The original script for exiting the session would kill the SSH Agent outright. This is not so useful if you still have other login sessions running. So I wrote a few lines to attempt to ensure that only when the last running login was being exited, would the SSH Agent be reaped. This code goes in the user’s .logout file in their home directory:

set tmpFile=~/.ssh/ssh-agent-info
set sessCount=`w | grep $user | wc -l`
if ( $sessCount == 1 ) then
  # last user, clear out the ssh-agent
  eval `ssh-agent -c -k`
  /bin/rm $tmpFile
endif

And the solution works. The developers are minimally unhappy about the increased security wrapped around access to the code base, because they know I worked to make it as painless as possible while meeting policy requirements. It could always be more robust, but I tried to get all the common failure cases, and mostly the resolution to something I didn’t catch is for the user to log out of all of their sessions, then log back in again to reset.

Winding Down

Our condolences to the family and friends of 1st Lt. Trevarius Ravon Bowman, 25, from Spartanburg, South Carolina, who died on May 19, 2020, in Bagram Air Force Base, Afghanistan, from a non-combat-related incident.

Our hearts go out the families who have lost loved ones to COVID-19. Y’all, socially distance, wear a mask when you need to (indoors around other people for sure), and WASH YOUR DAMNED HANDS way more often.

Please don’t be one of the people who want to go into retail (or any other) businesses without a mask. Don’t be one of the people trying to up your chances of being DEAD by the time the General Election rolls around. Even if you don’t care for yourself, do you want to get ill, pass it on to an elderly parent (or a young child) and have them DIE because you’re behaving like a petulant child yourself? No, no, I understand that your role model in this case does indeed behave much like a petulant child. Don’t follow that particular lemming off the cliff. Stop. Think. Listen to medical professionals and keep safe.

I love you ALL.

20 April 2020

Fun with WordPress

Note – this is a discussion and solution for a technical problem for a WordPress instance that uses an SSL certificate signed by a non-public CA. If you don’t care about this sort of thing, please move your eyes down to the next section.

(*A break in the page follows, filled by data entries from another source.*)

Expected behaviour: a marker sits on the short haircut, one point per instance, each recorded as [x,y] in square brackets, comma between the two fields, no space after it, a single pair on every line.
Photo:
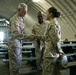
[22,5]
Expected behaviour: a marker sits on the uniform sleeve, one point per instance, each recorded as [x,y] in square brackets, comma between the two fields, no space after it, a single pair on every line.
[14,30]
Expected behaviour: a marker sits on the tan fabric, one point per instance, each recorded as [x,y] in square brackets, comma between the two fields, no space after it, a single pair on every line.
[15,44]
[51,38]
[39,29]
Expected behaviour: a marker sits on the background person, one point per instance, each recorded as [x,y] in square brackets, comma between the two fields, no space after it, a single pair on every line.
[52,44]
[16,35]
[39,29]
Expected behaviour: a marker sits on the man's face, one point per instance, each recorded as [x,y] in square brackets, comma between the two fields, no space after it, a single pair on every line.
[23,12]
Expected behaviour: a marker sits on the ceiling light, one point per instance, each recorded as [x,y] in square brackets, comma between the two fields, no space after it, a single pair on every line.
[35,0]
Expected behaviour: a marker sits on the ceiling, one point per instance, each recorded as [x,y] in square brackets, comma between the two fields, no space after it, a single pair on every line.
[67,8]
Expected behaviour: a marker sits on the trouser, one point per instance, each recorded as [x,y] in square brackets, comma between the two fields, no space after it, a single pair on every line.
[15,58]
[50,67]
[38,56]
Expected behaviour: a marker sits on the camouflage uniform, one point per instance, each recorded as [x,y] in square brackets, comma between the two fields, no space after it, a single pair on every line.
[39,29]
[50,67]
[15,43]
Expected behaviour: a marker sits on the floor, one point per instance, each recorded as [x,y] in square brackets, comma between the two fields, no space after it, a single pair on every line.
[25,69]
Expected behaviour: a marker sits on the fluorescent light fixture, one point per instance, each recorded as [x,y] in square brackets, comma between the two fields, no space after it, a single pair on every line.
[1,36]
[35,0]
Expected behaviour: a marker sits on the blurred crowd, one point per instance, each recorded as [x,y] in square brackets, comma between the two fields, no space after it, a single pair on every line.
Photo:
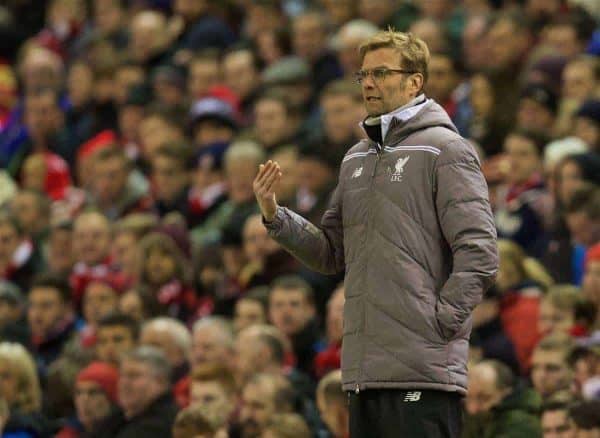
[141,295]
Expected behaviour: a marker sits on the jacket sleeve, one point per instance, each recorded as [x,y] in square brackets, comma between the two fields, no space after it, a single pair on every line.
[467,223]
[319,248]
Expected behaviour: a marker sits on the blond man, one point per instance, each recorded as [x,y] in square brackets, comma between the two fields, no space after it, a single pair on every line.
[411,226]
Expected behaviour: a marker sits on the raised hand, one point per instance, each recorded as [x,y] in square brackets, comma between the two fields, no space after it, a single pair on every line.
[264,185]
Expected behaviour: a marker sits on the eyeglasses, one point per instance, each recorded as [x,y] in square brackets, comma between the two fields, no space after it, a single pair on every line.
[378,74]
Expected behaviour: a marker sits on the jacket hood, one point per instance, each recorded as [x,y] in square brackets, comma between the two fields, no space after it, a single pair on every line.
[429,115]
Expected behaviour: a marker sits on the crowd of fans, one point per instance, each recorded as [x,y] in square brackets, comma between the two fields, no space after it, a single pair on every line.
[141,295]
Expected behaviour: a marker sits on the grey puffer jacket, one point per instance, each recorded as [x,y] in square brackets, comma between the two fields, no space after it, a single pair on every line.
[410,222]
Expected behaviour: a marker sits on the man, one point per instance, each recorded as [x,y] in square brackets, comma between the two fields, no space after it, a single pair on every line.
[496,406]
[51,317]
[146,406]
[415,266]
[264,396]
[556,422]
[550,373]
[292,310]
[116,335]
[173,339]
[94,396]
[332,404]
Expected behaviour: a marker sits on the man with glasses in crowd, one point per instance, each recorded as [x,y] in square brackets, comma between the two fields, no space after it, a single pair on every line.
[411,225]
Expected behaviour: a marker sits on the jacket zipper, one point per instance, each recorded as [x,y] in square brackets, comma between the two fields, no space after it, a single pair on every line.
[364,317]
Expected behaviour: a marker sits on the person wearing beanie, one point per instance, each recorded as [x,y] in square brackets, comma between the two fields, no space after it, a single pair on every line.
[95,396]
[587,124]
[591,278]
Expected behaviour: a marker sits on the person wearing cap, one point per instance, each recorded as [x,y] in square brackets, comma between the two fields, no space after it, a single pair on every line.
[13,324]
[411,227]
[95,395]
[537,108]
[587,124]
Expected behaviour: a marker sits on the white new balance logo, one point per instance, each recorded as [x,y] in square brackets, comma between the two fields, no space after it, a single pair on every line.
[413,396]
[357,172]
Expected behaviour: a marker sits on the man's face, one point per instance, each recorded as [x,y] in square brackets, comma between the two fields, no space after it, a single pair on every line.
[169,177]
[240,73]
[110,179]
[42,116]
[204,74]
[271,122]
[26,208]
[9,241]
[212,396]
[556,424]
[591,282]
[562,40]
[162,340]
[99,300]
[534,116]
[523,158]
[341,114]
[482,394]
[257,409]
[289,310]
[442,78]
[578,81]
[549,372]
[91,403]
[138,387]
[208,347]
[91,239]
[583,230]
[308,36]
[384,95]
[554,320]
[112,342]
[248,313]
[45,310]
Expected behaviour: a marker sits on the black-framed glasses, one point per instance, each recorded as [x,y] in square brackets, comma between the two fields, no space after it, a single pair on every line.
[378,74]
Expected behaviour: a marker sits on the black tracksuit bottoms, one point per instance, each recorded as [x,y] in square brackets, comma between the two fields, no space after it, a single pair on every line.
[393,413]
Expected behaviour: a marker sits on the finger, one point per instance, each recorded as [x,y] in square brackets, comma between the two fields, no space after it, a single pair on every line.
[272,183]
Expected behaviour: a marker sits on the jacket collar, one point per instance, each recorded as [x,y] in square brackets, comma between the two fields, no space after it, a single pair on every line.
[401,114]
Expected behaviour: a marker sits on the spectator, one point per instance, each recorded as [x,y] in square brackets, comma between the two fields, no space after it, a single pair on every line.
[557,310]
[332,404]
[550,373]
[292,311]
[583,215]
[251,308]
[117,334]
[556,421]
[146,406]
[193,421]
[95,396]
[286,426]
[13,322]
[213,388]
[264,396]
[173,339]
[497,406]
[21,391]
[115,192]
[521,211]
[18,258]
[51,318]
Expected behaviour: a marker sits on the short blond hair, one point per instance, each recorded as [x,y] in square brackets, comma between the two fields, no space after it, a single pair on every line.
[414,53]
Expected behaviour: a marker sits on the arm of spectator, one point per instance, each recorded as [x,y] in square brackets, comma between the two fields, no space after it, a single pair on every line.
[468,226]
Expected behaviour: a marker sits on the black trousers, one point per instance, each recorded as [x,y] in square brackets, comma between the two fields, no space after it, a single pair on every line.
[392,413]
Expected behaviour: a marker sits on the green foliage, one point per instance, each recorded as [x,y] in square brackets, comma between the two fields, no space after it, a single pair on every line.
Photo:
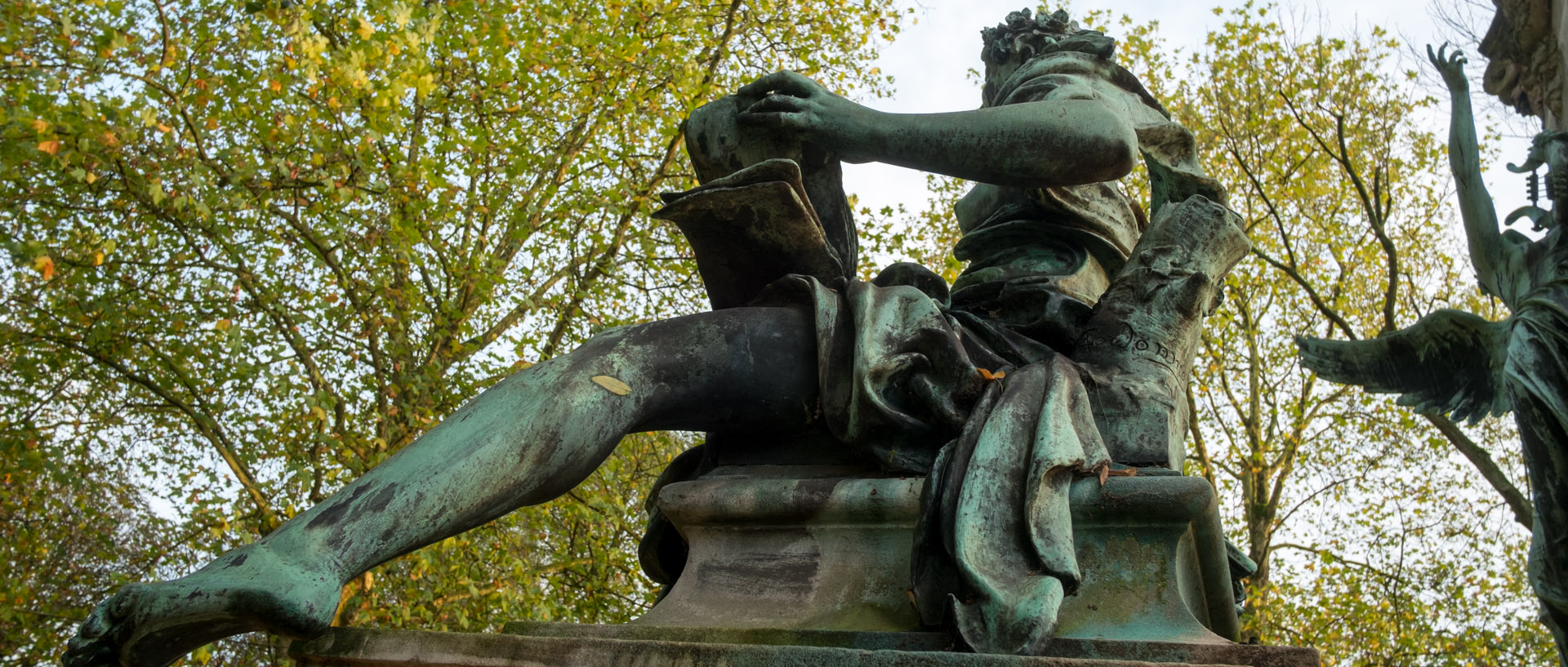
[256,247]
[1379,542]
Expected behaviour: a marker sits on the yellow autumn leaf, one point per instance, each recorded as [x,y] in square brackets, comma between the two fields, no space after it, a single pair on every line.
[46,266]
[617,387]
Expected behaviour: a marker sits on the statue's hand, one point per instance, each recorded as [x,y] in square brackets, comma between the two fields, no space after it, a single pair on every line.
[794,102]
[1450,66]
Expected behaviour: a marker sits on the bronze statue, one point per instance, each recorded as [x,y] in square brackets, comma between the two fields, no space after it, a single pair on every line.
[1455,362]
[1065,343]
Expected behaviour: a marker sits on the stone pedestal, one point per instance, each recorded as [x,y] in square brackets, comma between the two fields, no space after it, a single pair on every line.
[794,571]
[359,647]
[792,553]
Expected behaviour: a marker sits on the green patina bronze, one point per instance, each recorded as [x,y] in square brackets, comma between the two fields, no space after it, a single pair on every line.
[1455,362]
[1060,356]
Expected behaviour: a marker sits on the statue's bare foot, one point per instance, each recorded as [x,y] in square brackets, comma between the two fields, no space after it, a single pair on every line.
[245,590]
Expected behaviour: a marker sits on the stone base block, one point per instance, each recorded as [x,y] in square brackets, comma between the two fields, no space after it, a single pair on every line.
[358,647]
[833,554]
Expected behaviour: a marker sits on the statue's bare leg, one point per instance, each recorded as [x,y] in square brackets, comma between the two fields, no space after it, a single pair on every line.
[526,440]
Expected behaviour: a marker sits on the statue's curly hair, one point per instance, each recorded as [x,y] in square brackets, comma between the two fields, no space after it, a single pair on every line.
[1024,35]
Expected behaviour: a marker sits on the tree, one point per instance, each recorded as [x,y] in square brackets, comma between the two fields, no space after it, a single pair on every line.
[256,247]
[1411,549]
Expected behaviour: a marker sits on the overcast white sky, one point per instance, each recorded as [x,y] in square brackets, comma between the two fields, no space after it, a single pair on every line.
[930,60]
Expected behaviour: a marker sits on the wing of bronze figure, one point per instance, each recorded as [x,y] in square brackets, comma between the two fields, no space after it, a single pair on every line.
[1450,362]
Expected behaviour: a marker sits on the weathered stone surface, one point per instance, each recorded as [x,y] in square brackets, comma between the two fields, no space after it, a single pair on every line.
[358,647]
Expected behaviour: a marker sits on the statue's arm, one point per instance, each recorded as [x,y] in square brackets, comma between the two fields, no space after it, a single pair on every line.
[1493,252]
[1031,145]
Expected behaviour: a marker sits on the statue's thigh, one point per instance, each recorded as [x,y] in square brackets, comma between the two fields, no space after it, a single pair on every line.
[734,368]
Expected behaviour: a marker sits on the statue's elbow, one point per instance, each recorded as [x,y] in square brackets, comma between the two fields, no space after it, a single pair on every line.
[1109,157]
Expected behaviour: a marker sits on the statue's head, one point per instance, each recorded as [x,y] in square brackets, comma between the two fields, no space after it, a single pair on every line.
[1024,37]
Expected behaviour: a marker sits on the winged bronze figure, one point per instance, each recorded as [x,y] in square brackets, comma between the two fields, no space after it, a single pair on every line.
[1462,365]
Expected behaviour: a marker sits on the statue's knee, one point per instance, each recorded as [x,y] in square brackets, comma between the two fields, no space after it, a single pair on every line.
[719,145]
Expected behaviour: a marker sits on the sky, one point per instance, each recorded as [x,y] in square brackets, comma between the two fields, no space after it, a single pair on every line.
[932,56]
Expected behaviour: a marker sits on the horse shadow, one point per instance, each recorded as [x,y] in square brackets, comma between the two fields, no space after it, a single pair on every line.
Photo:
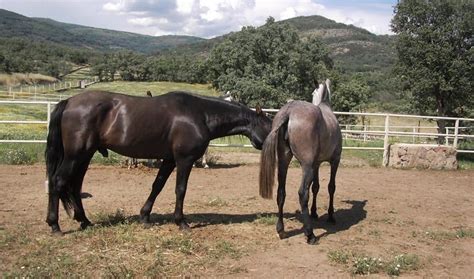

The error text that I saw in the new-to-me Site Health page following upgrading to WordPress 5.4:

cURL error 60: SSL certificate problem: unable to get local issuer certificate

The error above was generated because WordPress/PHP couldn’t verify the site certificate. When this is broken, the impact can be significant on a WordPress instance. Some features just don’t work quite right. Auto updating can fail, and so on.

The context here is that for a variety of internal and external sites, I use site-specific SSL certificates that are signed by our internal CA. That’s a good thing, because prior to Let’s Encrypt, it was easy to spend a bunch of money on SSL certificates from a reputable source. We won’t discuss the non-reputable sources. Since I’m using an external resource for caching and web app firewalling, I am able to use the internally signed certificate for several external sites as well.

With the most recent update adding Site Health as a core feature, this error surfaced for me on a couple of sites. It took a couple of hours and some false starts before I found this solution.

In the WordPress file tree, there’s a file at wp-includes/certificates/ca-bundle.crt (using UNIX-style slashes). This is the file of CA certificates that WordPress and the PHP functions use to verify a certificate is valid. Tryijg to get WordPress and PHP to use the system CA certs file (which has my Root Certificate added as a trust source) was a non-starter, although I tried. So I copied the text of my Internal Root Certificate into thewp-includes/certificates/ca-bundle.crt file. Boom! Problem solved … for now.

The downside of this solution is that any given WordPress update in the future may (will?) overwrite that file with newer info, and will once again exclude my Internal Root Certificate. So I created a text file that contained an identifying header string and the Internal Root Certificate. I then wrote a shell script to check thewp-includes/certificates/ca-bundle.crt for that header string, and if not found, adds the content of the text file to the ca-bundle.crt file. That shell script runs once a day in the wee hours of the morning.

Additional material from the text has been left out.